Champion: an evolving role

Aside

 

Championing – from a research report of mine to the Economic and Social Research Council, 2005, entitled “Ideas into Innovations”

‘Champions are seen as vital – for getting support: access to Movers and

Shakers is a key ingredient. They link projects to intent. They are people who have a real problem – who want what you have got, and are at the highest level, preferably with Board power; and it is usually they who see the full picture of the benefits; and they share the value, the objective and the happenings. Champions are the key to the unlocking of resources for a project; and in some cases it may be appropriate to have more than one champion.

Some R&D people use organisational forums to get to hear about issues, and in which to articulate what they have got that could be of use to a problem-owner; and others may do a stakeholder analysis in order to find what they call under-shoots, then make a cold call on the owner.
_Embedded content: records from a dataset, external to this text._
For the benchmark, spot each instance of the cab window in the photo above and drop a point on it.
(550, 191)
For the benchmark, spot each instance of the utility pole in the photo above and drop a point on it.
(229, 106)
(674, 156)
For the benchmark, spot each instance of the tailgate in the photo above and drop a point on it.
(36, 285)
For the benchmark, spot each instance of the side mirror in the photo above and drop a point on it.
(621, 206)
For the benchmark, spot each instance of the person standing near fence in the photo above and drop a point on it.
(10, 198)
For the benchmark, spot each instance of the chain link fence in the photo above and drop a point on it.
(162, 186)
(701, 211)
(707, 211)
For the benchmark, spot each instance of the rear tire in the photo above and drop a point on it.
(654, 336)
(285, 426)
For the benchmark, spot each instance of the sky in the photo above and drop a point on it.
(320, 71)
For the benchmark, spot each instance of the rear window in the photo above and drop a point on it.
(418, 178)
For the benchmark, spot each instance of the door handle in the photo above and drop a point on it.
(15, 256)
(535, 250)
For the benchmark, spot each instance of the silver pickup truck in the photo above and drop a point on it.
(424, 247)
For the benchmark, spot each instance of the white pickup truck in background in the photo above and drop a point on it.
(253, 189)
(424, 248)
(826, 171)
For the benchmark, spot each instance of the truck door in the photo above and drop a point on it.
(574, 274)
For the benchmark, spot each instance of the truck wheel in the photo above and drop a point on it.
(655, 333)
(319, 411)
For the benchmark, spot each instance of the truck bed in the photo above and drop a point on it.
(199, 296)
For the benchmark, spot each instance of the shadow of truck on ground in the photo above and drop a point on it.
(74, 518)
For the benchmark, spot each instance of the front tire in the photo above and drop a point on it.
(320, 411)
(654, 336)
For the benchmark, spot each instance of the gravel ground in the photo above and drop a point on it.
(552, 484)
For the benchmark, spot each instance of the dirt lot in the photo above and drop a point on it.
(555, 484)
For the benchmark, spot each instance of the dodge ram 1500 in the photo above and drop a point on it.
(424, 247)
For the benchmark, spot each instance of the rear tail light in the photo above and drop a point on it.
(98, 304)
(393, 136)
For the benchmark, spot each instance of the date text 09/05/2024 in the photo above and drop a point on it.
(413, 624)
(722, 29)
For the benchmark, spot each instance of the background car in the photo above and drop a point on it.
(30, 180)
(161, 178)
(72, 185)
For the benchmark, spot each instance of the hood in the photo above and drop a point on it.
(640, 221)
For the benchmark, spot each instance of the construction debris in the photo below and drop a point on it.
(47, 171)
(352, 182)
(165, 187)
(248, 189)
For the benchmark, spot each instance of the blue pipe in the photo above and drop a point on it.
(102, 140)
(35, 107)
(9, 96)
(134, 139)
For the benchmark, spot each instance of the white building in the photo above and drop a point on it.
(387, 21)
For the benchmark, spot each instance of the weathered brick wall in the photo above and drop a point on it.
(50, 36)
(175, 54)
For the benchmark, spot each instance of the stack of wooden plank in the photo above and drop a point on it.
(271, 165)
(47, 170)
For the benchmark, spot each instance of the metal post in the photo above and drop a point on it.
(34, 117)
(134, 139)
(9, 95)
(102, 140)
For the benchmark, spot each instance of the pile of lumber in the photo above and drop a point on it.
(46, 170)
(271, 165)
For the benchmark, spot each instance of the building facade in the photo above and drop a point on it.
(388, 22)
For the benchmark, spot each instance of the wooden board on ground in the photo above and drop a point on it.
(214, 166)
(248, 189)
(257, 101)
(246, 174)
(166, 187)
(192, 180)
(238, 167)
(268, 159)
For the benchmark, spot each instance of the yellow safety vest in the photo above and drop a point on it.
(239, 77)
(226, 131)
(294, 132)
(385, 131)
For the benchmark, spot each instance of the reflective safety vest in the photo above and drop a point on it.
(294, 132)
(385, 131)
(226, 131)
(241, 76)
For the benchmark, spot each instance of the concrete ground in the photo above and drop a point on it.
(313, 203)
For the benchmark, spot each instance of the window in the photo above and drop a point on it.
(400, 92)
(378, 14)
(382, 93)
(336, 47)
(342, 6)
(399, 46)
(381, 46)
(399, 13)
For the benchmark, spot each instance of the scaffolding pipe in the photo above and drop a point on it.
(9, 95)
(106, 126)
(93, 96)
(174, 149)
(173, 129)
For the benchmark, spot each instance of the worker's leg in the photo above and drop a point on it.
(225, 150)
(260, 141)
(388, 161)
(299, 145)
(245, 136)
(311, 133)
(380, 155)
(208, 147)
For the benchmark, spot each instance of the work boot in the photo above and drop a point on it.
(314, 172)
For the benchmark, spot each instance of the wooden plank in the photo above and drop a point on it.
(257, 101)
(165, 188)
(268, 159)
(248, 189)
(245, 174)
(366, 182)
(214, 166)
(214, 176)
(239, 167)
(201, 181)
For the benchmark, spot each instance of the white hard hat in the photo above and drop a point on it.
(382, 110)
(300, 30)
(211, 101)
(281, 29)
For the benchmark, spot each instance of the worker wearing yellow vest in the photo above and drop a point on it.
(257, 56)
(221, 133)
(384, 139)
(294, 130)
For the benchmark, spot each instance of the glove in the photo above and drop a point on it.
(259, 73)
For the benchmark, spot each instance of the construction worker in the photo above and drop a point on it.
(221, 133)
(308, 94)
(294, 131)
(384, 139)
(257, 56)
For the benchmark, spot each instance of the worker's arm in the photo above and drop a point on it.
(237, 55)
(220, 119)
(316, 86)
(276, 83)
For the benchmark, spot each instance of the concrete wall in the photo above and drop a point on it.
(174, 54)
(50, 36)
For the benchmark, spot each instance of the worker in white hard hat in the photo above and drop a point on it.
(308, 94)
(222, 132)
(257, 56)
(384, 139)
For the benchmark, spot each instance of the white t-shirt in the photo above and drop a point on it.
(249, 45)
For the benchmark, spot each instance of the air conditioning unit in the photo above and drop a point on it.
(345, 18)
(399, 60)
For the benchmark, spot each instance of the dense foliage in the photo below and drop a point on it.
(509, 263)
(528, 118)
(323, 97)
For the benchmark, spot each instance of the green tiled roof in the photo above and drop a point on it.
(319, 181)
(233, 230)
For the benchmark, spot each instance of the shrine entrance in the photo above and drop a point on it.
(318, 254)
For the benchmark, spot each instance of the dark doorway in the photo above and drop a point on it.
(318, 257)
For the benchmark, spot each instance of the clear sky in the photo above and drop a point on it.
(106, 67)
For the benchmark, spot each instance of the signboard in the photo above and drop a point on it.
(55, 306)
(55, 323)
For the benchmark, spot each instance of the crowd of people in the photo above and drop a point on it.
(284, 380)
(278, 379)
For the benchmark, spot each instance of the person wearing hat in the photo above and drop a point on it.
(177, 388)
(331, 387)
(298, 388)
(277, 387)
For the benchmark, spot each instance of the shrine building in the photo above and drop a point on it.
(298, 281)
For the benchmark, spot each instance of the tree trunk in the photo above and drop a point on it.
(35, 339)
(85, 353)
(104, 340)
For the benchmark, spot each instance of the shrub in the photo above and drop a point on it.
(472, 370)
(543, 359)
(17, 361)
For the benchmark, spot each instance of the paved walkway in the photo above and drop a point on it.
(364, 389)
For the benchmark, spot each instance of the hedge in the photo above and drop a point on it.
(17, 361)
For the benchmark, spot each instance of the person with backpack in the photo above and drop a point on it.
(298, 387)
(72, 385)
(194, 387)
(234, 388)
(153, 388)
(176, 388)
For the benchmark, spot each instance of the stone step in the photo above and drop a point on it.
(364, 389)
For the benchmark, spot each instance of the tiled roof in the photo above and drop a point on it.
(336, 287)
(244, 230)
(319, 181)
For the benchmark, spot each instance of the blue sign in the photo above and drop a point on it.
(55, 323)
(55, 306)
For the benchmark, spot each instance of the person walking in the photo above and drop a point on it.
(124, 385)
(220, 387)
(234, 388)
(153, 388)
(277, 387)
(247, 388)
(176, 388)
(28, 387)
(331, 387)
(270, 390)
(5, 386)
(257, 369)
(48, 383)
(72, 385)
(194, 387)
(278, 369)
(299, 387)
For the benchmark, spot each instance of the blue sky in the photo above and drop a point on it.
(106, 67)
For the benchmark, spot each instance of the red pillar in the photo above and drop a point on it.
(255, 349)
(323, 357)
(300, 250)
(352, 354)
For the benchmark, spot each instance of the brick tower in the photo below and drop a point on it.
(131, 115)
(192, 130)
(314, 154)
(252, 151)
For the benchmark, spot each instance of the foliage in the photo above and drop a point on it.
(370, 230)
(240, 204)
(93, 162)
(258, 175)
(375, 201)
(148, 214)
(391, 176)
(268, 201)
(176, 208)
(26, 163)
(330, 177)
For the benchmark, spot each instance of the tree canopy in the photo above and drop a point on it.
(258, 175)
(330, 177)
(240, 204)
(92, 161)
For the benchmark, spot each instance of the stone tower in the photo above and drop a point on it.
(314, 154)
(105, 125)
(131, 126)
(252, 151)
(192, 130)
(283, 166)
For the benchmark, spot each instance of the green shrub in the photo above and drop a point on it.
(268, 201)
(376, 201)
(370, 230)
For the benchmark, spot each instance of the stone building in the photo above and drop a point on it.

Some organisations are finding that the stakeholders in any project are proliferating: there are more of them than there used to be (eg an area manager, a regional manager, the manager of Ethics, of Pollution etc); and the role of being a champion is becoming less paternalistic and more professional. Project managers talk about selecting their champions, (even about changing them), about establishing rapport, about drip-feeding them, about making use of them to keep contact with stakeholders, and about their becoming more involved in and integrated into the task of making a project a success, including trusting them.’